One night I drank a bit too much (as was my wont), and I was desperate for a pee. We had the windows open to waft the smoke out (smoking was totally forbidden, of course), and I realised I was too far gone to get up and find the lavatories at the end of the corridor. Being clumsy, I would probably alert Home Sister Matthews by staggering about, and then we’d all be for it. So, we closed the windows, giggling, and I decided I would pee in the sink to save time. This increased the suppressed laughter ten-fold, especially as I tried to hitch up my skirt and bum onto the tiny hand-basin and position myself to pee properly without flooding the floor. ‘Oh, Mary, be careful,’ Susan was just saying when there was an almighty ‘craa-aack’ and the sink came away from the wall, tipping me onto the floor, with my pants round my knees in a pool of water. The four witnesses fell off the bed in complete hysterics, and we all lay helplessly on the wooden floor for about five minutes until we heard Home Sister’s footsteps begin to clip down the corridor. ‘Sssshhhh,’ I said, and everyone mimicked, ‘Sssshhhh!’ and we all lay there, panting and trying to suppress our mounting hysteria, waiting for Sister to barge in with a torch. Luckily, we heard her feet pause, then begin to retreat, thankfully, once we managed to shut up.
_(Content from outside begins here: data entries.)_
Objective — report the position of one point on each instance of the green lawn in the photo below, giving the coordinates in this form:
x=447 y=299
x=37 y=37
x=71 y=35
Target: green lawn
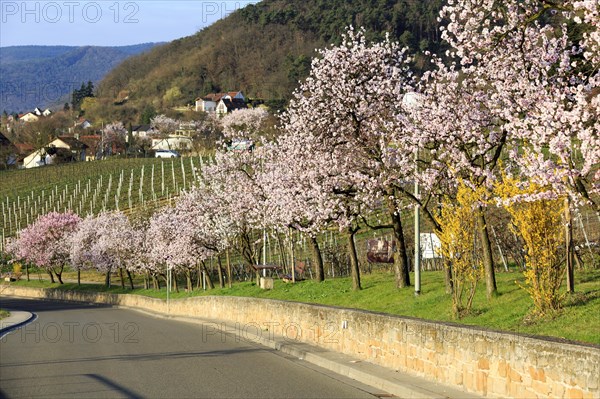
x=579 y=319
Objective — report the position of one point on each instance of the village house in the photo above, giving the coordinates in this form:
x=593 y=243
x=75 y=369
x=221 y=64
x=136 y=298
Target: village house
x=64 y=148
x=221 y=103
x=34 y=115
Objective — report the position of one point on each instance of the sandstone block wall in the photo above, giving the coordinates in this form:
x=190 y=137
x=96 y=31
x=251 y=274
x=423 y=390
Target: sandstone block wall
x=490 y=363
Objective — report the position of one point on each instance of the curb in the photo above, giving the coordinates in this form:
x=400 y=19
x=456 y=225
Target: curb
x=17 y=319
x=396 y=383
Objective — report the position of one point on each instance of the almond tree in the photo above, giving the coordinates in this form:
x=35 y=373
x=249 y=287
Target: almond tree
x=232 y=181
x=244 y=123
x=45 y=242
x=300 y=190
x=106 y=242
x=350 y=105
x=512 y=87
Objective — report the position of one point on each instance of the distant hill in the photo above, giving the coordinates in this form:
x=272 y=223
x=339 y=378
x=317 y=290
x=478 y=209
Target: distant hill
x=41 y=76
x=262 y=49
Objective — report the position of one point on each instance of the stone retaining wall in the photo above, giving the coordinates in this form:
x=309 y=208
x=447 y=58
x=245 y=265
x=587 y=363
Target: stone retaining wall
x=489 y=363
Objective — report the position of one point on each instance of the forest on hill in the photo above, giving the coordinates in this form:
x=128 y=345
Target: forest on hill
x=43 y=76
x=263 y=49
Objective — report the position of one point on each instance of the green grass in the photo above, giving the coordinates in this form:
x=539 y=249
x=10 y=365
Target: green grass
x=579 y=319
x=89 y=187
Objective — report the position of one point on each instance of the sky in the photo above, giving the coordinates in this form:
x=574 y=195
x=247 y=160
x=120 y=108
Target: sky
x=106 y=22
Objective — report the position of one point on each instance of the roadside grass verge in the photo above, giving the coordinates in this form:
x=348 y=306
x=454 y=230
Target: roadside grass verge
x=579 y=320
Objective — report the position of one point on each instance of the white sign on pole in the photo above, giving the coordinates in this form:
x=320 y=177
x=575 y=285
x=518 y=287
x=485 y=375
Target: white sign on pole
x=431 y=246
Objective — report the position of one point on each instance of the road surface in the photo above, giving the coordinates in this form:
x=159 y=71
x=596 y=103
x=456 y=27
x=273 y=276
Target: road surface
x=84 y=351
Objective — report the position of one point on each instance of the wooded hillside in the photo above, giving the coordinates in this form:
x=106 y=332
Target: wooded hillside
x=262 y=49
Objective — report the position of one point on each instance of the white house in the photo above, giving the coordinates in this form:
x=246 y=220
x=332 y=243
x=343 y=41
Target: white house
x=142 y=131
x=66 y=147
x=227 y=105
x=210 y=102
x=173 y=142
x=29 y=117
x=36 y=158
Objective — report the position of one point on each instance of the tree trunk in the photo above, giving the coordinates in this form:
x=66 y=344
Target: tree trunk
x=130 y=278
x=354 y=268
x=488 y=260
x=188 y=279
x=319 y=271
x=59 y=275
x=220 y=270
x=248 y=254
x=401 y=266
x=569 y=247
x=448 y=276
x=229 y=282
x=122 y=278
x=200 y=277
x=209 y=282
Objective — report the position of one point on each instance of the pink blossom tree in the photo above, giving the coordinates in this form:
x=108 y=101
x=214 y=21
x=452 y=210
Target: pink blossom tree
x=45 y=242
x=244 y=123
x=105 y=242
x=514 y=86
x=350 y=105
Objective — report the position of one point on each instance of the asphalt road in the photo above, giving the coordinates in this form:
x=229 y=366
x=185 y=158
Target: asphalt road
x=85 y=351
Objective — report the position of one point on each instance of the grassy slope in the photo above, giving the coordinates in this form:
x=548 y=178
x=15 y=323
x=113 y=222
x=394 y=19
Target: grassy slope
x=578 y=321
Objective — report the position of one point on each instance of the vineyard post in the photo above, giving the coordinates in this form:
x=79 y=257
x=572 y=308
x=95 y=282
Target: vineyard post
x=162 y=187
x=183 y=173
x=175 y=190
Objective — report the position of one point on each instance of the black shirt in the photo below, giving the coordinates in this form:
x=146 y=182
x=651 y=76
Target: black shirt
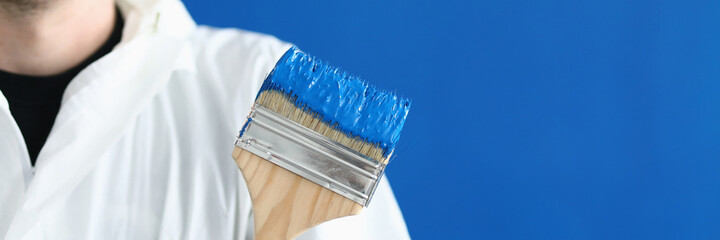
x=35 y=101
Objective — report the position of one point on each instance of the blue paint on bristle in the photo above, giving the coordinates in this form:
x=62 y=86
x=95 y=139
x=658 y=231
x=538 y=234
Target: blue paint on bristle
x=358 y=109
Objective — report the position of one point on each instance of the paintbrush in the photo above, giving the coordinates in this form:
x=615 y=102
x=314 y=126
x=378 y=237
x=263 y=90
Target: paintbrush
x=315 y=145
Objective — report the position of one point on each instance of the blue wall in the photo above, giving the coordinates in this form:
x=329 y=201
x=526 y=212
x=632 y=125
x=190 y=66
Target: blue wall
x=557 y=119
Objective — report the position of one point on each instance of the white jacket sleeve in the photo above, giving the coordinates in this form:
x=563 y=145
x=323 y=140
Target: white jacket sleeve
x=381 y=220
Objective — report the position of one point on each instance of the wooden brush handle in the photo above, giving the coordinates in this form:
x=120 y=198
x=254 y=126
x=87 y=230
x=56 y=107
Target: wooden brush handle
x=285 y=204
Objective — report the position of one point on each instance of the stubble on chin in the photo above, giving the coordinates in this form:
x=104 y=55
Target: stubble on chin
x=19 y=8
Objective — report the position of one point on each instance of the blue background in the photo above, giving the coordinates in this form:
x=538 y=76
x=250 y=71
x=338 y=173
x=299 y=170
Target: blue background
x=531 y=119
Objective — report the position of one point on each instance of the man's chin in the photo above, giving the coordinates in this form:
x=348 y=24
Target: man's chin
x=23 y=7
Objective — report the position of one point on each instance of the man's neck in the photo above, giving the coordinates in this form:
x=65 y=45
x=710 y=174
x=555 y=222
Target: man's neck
x=55 y=38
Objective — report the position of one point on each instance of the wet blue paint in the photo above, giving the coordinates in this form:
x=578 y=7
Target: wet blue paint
x=358 y=109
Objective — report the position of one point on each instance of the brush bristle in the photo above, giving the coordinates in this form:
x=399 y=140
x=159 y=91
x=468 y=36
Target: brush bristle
x=281 y=104
x=335 y=104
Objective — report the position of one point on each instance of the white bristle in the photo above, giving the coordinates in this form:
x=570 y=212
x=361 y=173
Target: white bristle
x=280 y=103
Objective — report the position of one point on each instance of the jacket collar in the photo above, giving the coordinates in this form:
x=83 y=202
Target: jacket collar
x=104 y=100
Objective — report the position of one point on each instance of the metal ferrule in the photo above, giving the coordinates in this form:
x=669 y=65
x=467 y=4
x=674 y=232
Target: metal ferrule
x=310 y=155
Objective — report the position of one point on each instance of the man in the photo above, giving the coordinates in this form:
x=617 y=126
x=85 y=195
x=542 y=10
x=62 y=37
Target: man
x=118 y=119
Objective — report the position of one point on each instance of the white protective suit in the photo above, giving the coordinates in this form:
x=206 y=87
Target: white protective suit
x=141 y=146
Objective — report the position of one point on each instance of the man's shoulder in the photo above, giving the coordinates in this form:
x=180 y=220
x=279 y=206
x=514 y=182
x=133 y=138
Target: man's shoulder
x=231 y=44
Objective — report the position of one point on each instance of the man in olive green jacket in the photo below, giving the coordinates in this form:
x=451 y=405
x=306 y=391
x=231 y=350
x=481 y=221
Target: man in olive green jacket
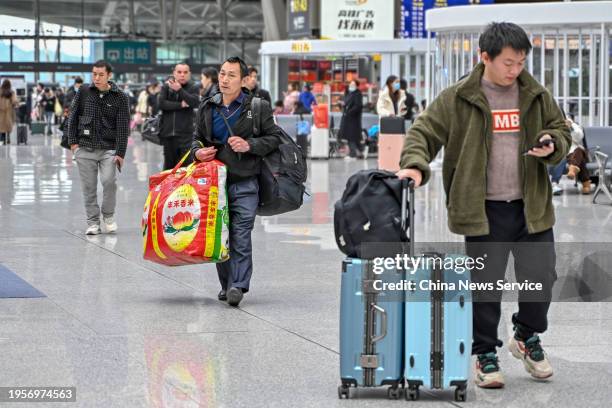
x=497 y=187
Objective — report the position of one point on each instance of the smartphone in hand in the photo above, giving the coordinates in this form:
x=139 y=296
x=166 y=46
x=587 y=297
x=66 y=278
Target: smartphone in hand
x=543 y=143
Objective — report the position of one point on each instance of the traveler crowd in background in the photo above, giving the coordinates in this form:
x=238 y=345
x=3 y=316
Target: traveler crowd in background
x=49 y=104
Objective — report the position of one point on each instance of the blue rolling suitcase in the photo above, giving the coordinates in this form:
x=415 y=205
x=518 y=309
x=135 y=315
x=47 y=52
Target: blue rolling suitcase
x=438 y=329
x=371 y=327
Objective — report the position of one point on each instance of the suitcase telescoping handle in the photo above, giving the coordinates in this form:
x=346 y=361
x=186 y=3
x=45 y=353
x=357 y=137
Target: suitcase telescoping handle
x=383 y=321
x=408 y=211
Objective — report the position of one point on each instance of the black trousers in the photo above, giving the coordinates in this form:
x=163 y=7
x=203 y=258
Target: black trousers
x=534 y=260
x=174 y=149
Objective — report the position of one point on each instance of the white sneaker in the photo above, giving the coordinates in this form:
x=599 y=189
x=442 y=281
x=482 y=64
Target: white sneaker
x=93 y=230
x=110 y=225
x=532 y=355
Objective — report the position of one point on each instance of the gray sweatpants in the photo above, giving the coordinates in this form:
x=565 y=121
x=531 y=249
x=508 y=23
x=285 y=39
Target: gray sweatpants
x=90 y=162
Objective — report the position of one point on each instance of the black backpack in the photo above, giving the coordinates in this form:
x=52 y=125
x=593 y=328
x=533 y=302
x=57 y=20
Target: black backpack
x=369 y=212
x=283 y=172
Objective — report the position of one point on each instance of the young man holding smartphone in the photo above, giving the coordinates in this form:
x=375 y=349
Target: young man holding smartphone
x=98 y=130
x=499 y=198
x=224 y=131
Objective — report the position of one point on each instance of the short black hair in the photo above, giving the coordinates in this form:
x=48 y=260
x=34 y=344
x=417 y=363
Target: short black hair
x=181 y=63
x=244 y=70
x=497 y=36
x=212 y=73
x=104 y=64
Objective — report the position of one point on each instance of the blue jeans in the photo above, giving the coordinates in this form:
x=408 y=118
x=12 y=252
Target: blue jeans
x=557 y=171
x=243 y=198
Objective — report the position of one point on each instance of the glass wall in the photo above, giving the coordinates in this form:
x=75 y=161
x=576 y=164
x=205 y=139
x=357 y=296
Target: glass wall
x=574 y=65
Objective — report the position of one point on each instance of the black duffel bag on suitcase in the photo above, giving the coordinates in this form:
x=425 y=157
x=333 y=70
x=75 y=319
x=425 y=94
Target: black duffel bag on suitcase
x=369 y=212
x=283 y=173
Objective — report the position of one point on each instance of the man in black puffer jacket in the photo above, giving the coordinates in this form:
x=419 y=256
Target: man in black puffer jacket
x=224 y=132
x=177 y=100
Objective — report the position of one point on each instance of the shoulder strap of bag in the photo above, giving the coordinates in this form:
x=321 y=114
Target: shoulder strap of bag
x=256 y=112
x=84 y=94
x=227 y=125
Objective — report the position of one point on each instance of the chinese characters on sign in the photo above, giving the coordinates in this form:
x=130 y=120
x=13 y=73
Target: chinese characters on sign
x=352 y=19
x=298 y=24
x=413 y=14
x=127 y=52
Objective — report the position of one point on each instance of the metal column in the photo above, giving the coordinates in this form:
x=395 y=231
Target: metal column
x=543 y=61
x=428 y=69
x=565 y=75
x=580 y=45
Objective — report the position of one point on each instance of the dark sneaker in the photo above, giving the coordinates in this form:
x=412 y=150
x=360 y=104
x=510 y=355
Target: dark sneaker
x=487 y=373
x=222 y=296
x=531 y=353
x=234 y=296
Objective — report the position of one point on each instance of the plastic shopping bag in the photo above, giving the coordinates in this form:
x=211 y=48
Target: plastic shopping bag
x=186 y=215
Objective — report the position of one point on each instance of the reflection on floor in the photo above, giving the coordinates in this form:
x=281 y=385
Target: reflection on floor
x=128 y=333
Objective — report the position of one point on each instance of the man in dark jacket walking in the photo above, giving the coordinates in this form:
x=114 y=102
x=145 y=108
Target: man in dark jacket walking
x=252 y=84
x=350 y=124
x=177 y=100
x=98 y=130
x=497 y=188
x=224 y=131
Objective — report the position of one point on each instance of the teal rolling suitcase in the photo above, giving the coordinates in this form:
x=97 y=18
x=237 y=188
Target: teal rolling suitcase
x=372 y=325
x=438 y=328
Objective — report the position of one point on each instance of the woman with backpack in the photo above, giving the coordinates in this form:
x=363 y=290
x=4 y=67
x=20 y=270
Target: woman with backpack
x=350 y=124
x=8 y=103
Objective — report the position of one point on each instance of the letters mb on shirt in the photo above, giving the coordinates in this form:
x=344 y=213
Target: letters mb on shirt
x=506 y=121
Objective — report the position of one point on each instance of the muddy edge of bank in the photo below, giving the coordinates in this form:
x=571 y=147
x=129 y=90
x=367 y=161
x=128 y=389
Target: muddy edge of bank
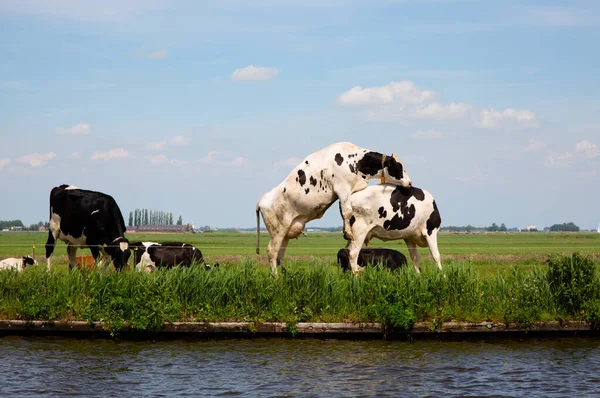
x=374 y=331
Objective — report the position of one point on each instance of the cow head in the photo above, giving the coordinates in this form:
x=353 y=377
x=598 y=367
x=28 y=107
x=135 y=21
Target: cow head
x=119 y=250
x=28 y=260
x=394 y=172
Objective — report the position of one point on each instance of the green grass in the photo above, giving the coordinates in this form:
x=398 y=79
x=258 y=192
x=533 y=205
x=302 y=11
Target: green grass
x=564 y=288
x=485 y=252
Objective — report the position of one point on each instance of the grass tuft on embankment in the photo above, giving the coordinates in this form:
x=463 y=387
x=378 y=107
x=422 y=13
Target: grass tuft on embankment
x=566 y=288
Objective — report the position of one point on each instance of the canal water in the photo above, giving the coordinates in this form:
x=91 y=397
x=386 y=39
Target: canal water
x=52 y=366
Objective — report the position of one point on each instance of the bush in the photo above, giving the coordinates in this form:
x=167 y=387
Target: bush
x=572 y=282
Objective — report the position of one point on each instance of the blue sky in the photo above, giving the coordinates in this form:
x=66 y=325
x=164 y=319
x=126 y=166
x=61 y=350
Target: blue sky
x=199 y=107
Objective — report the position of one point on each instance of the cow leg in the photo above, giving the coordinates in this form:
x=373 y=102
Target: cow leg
x=50 y=244
x=432 y=244
x=281 y=254
x=273 y=252
x=414 y=254
x=360 y=233
x=72 y=252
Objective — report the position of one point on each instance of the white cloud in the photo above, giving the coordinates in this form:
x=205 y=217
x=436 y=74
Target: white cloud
x=427 y=135
x=477 y=176
x=491 y=118
x=116 y=153
x=587 y=149
x=222 y=159
x=289 y=162
x=254 y=73
x=36 y=159
x=534 y=146
x=78 y=129
x=160 y=54
x=178 y=140
x=584 y=150
x=402 y=101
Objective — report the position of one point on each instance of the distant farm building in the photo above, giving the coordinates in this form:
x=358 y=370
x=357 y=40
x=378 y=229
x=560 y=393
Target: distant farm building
x=161 y=228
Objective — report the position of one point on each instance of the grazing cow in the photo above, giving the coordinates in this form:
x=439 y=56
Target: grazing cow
x=334 y=172
x=391 y=212
x=88 y=262
x=90 y=219
x=17 y=263
x=388 y=258
x=148 y=256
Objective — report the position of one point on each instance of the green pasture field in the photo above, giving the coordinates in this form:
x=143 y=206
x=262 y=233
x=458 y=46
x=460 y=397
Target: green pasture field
x=486 y=252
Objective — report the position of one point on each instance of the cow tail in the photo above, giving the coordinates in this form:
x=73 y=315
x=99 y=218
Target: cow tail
x=257 y=230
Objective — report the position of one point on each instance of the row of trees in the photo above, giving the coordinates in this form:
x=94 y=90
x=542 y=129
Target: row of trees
x=151 y=217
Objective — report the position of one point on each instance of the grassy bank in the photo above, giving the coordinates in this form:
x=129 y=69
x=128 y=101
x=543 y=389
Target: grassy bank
x=567 y=287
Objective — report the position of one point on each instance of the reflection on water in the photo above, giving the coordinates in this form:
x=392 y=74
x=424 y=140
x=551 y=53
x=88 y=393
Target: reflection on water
x=30 y=366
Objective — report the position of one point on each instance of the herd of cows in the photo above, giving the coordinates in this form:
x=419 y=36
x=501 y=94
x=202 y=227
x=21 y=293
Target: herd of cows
x=392 y=210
However, next day I had to explain precisely why my sink was hanging off my wall at such a crazy angle. Home Sister fixed me with her beady eye. ‘So, nurse, you were saying about opening the windows?’ ‘Ah, yes, Sister,’ I went on, innocently. ‘Well, it was like this: I put my foot on the sink to get up to open the window as it was stuffy and, well, the sink just gave way …’ Sister peered at me critically for a moment. ‘It’s a considerable amount of weight to put on such a small sink,’ she said, pointedly. ‘Yes, Sister,’ I said, thinking, ‘Sweet Jesus, I’m for it, now.’ After another long pause she said, without looking up, ‘Well, kindly stop using your room as a climbing frame from now on, nurse.’ And that was it. She had bought my story, I think, particularly as I had a reputation for being a bit of a clumsy twit. This scene with Sister was recounted to my friends, over yet more Woodbines and Merrydown, and to the accompaniment of yet more giggles, gasps and ‘Oh, Mary’s’ later that night.